There is nothing quite like a South African Sea side in summer time.
The white sand, the warm water, the hordes of people crowding around the very first patch of sand that their feet touch as they leave the parking lot.
I have never been one for crowds. My kids know that they want to go to the beach during season they had better be prepared to walk, because under no circumstances will I lay my towel amidst the hordes of holiday makers. Holiday makers who have saved up all year and travelled (many of them) almost a thousand kilometres to be at the beach, and yet when they arrive here they can’t possibly walk further than past the first available patch of sand before setting up camp. And man can they set up camp! I guess they are used to malls and so the idea of being squashed into close proximity to their neighbours seems quite reasonable.
I personally prefer to make use of the kilometres of open beach stretching out beyond them. I’m funny like that.
Anyway, we braved the crowds and managed to find less inhabited sands. And what should happen but a bunch of grown, adult men decide to set up a game of cricket directly in front of us. As in, not two meters from where I am sitting lathering sunblock on my children.
Oh lord, how i hate beach cricket! It is my absolute, definitive pet peeve. Who does that?! Who in their right minds thinks that it is okay to set up a game with a hard ball flying around at top speed in the middle of where people are sitting? Where LOTS of people are sitting! What irks me the most is that most of the time these are not even children, they are men! Adult men! And their girlfriends and wives sit there gazing proudly at them as if they have won some sort of prize.

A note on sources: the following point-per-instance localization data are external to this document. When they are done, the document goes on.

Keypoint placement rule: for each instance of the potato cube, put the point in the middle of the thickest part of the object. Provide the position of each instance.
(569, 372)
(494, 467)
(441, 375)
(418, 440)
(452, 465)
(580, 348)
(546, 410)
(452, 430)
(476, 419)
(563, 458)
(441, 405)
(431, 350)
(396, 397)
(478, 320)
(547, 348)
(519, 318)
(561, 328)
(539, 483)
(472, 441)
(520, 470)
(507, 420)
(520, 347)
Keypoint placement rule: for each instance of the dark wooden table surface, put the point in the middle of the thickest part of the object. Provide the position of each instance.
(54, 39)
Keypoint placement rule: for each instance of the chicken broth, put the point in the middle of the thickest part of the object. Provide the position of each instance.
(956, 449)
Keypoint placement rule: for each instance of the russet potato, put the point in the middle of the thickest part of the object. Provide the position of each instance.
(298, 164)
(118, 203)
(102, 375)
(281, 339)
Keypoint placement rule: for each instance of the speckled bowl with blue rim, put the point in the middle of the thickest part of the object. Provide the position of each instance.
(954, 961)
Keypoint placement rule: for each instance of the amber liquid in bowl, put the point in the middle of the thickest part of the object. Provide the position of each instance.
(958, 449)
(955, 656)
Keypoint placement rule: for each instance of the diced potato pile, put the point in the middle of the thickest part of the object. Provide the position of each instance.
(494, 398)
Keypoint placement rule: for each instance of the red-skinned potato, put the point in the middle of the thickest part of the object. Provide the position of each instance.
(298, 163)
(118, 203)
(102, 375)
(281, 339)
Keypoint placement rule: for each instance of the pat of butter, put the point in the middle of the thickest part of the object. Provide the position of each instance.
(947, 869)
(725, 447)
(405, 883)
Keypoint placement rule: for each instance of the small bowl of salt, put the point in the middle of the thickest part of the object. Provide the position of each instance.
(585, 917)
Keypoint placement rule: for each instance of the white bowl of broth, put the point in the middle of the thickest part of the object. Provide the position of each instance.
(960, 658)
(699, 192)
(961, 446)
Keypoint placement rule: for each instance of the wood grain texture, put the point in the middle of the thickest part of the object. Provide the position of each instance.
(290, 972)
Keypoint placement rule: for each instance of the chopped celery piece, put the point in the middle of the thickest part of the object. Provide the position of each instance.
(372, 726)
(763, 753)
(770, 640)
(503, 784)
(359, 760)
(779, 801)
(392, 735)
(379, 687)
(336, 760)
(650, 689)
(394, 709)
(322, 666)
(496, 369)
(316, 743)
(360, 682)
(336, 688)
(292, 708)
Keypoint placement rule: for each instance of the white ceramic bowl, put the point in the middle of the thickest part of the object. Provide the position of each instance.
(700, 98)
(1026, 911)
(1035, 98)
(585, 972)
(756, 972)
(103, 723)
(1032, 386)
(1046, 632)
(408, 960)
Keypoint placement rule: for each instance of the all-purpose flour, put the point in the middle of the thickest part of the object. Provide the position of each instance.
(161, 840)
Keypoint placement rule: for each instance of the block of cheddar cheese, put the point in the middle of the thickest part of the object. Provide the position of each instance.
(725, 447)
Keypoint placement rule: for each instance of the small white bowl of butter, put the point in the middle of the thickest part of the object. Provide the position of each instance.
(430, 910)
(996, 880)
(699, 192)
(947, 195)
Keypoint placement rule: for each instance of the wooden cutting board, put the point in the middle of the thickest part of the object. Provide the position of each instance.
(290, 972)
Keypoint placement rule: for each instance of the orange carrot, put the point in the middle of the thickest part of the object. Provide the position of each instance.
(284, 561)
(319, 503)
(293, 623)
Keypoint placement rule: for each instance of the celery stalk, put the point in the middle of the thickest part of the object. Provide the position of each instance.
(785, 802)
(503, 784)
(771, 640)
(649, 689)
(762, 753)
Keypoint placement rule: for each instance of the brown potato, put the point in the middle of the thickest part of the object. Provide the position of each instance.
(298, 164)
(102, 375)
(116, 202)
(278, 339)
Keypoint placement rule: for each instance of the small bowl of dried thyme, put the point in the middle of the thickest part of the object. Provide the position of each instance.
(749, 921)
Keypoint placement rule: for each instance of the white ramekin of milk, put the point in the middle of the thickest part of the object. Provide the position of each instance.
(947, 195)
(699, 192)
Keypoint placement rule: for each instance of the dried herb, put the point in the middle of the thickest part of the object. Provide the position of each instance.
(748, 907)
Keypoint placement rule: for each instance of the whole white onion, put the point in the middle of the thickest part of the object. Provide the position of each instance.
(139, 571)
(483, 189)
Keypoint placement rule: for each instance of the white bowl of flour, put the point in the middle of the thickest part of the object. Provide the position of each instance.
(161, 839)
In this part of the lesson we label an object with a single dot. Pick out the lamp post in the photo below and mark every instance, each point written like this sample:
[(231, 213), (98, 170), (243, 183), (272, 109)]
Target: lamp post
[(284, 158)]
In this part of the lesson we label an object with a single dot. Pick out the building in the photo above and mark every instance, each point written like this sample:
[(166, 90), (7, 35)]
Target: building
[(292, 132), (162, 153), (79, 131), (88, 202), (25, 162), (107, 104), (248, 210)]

It must be the “who can bring the biggest idiot to the beach” competition.
Maybe it’s wrong of me to judge. Scratch that –it’s always wrong to judge – but honestly! Play cricket on the Green, Green grass of home, boys, and leave the beach to the swimmers and the surfers, please and thank you and kindly bugger off.
I know that I am in the occupation of sharing joy on this blog, not bitching, but I dare say that I know a fair number of people who would love to have hazard free beaches – and by hazard I do mean hazardously stupid people. Good lord. May the season be over quickly so that the locals may return to the beach!
P.S. Whatever happened to Volleyball?